Per arrivare nell'epicentro dell'olocausto d'acqua abbiamo percorso in macchina, in gran parte di notte, oltre mille chilometri passando dalla Tripolitania alla Cirenaica, che per anni sono state divise da guerre e politica. Adesso, però, una fiumana di aiuti arriva da Ovest verso Est per aiutare i fratelli colpiti da un'alluvione tragicamente storica. Spesso sono i civili ad auto organizzarsi con macchine private oppure sfrecciano i camion di varie organizzazioni carichi di aiuti con bandiere bianche e islamiche punteggiate dalle scritte del Corano. Una sorta di pass verso Derna, anche se i soccorsi fai da te hanno creato all'ingresso della strada costiera che arriva da Al Baida un imbuto di mezzi, che rischiava di intralciare i professionisti dell'emergenza. Fra le prime squadre internazionali giunte sul posto spiccano quelle italiane con la protezione civile e i vigili del fuoco. Ventotto volontari che vivono sotto le tende in un campo base di fortuna e organizzano l'arrivo di tutto quello che serve con i C 130 dell'aeronautica militare. Ai vigili del fuoco è stato assegnato un settore della città devastata dove scavano dall'alba al tramonto. La speranza di trovare qualcuno in vita non muore mai. Secondo la Mezzaluna rossa i dispersi sono 10.100.

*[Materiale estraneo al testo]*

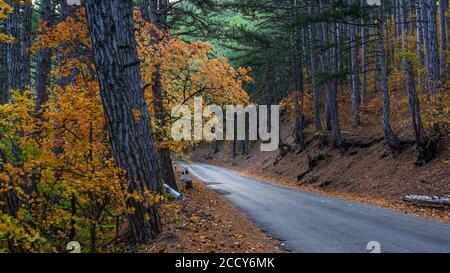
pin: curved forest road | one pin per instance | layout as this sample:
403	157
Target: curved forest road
310	222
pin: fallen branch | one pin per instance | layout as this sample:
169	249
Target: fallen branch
428	200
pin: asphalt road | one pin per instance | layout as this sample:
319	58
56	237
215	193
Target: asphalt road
309	222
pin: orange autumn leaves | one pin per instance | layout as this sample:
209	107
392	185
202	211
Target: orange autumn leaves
186	70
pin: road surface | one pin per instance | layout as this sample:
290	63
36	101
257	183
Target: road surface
309	222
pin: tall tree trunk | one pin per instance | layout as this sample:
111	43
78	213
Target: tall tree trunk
43	66
25	45
314	64
354	71
390	137
297	76
420	43
433	54
115	56
443	4
363	58
4	92
424	148
13	49
154	12
330	86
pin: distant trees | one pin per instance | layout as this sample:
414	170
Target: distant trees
43	65
155	12
336	49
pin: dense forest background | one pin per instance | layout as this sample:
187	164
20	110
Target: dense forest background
86	93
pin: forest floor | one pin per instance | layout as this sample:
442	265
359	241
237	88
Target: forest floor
360	174
206	223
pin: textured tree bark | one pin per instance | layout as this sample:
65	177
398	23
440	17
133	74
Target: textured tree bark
389	135
420	45
297	76
330	86
314	64
424	148
128	120
354	71
363	58
4	92
43	66
443	5
432	51
25	45
154	12
13	49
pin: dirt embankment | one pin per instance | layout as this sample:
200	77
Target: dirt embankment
361	173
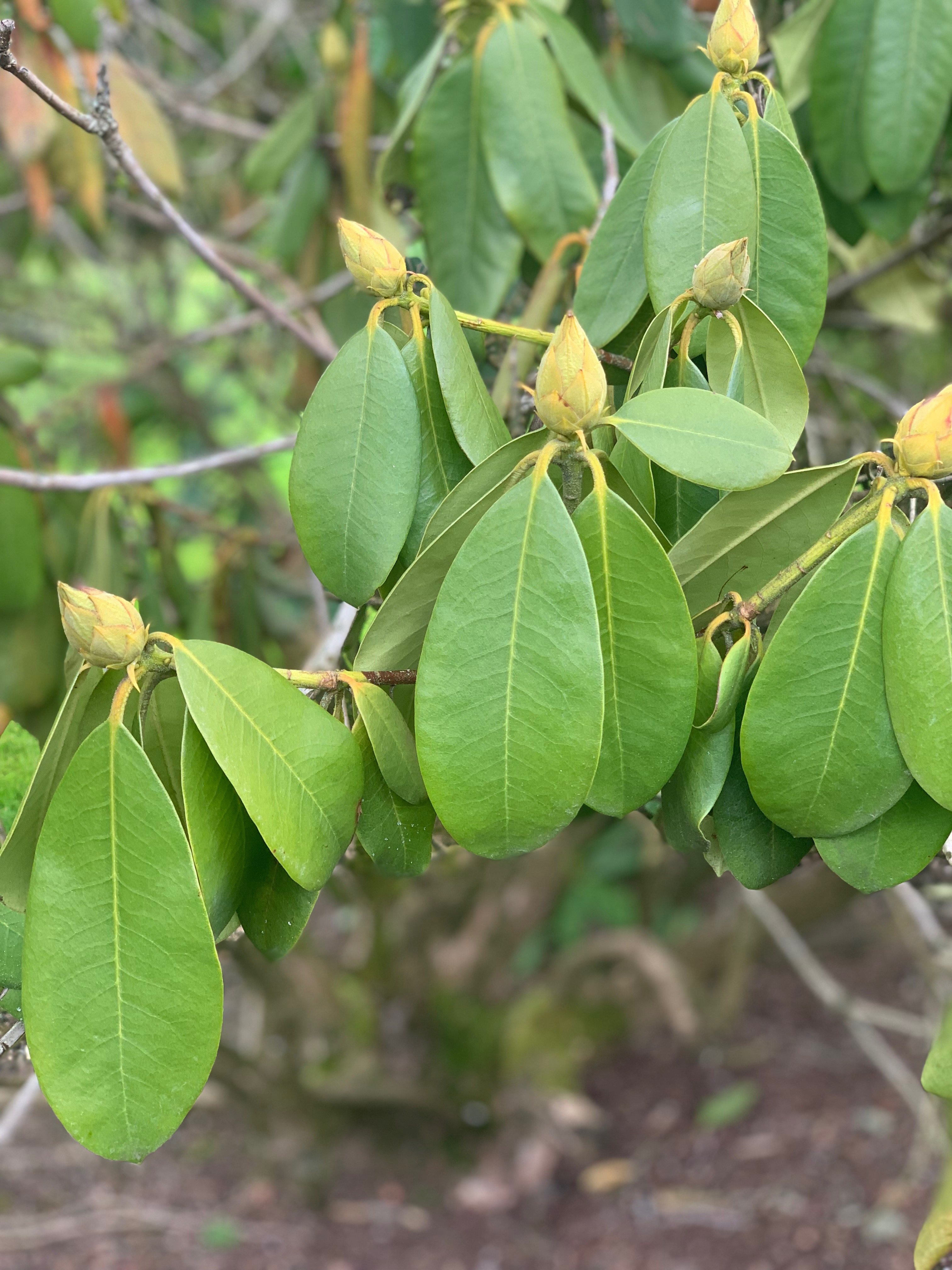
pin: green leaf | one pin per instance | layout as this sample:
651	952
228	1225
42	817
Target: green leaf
917	648
751	535
705	438
910	53
162	740
534	159
295	768
586	79
692	792
398	836
794	45
838	89
116	921
789	255
702	195
509	689
20	756
273	908
772	383
356	469
894	849
391	740
477	422
471	249
216	827
614	286
648	653
21	540
442	463
819	748
61	743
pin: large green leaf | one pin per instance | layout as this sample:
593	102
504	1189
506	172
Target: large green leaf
819	748
398	836
21	843
917	648
912	53
534	159
116	923
648	653
774	383
894	848
442	461
614	286
509	691
838	91
477	422
357	466
21	539
705	438
751	535
216	827
295	768
471	249
273	910
702	195
789	255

L'Organizzazione mondiale della sanità ha chiesto alle autorità libiche di non seppellire i morti in fosse comuni. A Derna ne hanno già riempita una con mille cadaveri. «Un impatto devastante. La macchina dei soccorsi italiana sta operando con squadre, materiali e mezzi per aiutare la popolazione colpita dall'alluvione», ha dichiarato ieri il capo del Dipartimento della Protezione civile, Fabrizio Curcio, in una visita lampo nelle aree colpite dalla tremenda inondazione.
Al calare del buio, la città spopolata e militarizzata, diventa ancora più spettrale. Libici e vigili del fuoco italiani lavorano spalla a spalla fra i ruderi di Derna, alla luce delle fotoelettriche, quando si cominciano a trovare nuovi corpi.
Fra i resti di un edificio accartocciato su se stesso è rimasta intrappolata una famiglia di nove persone, in gran parte bambini. «Li stiamo cercando - spiega il comandante della squadra, Luca Rosiello - Andremo avanti ancora e se non bastasse riprenderemo domani mattina».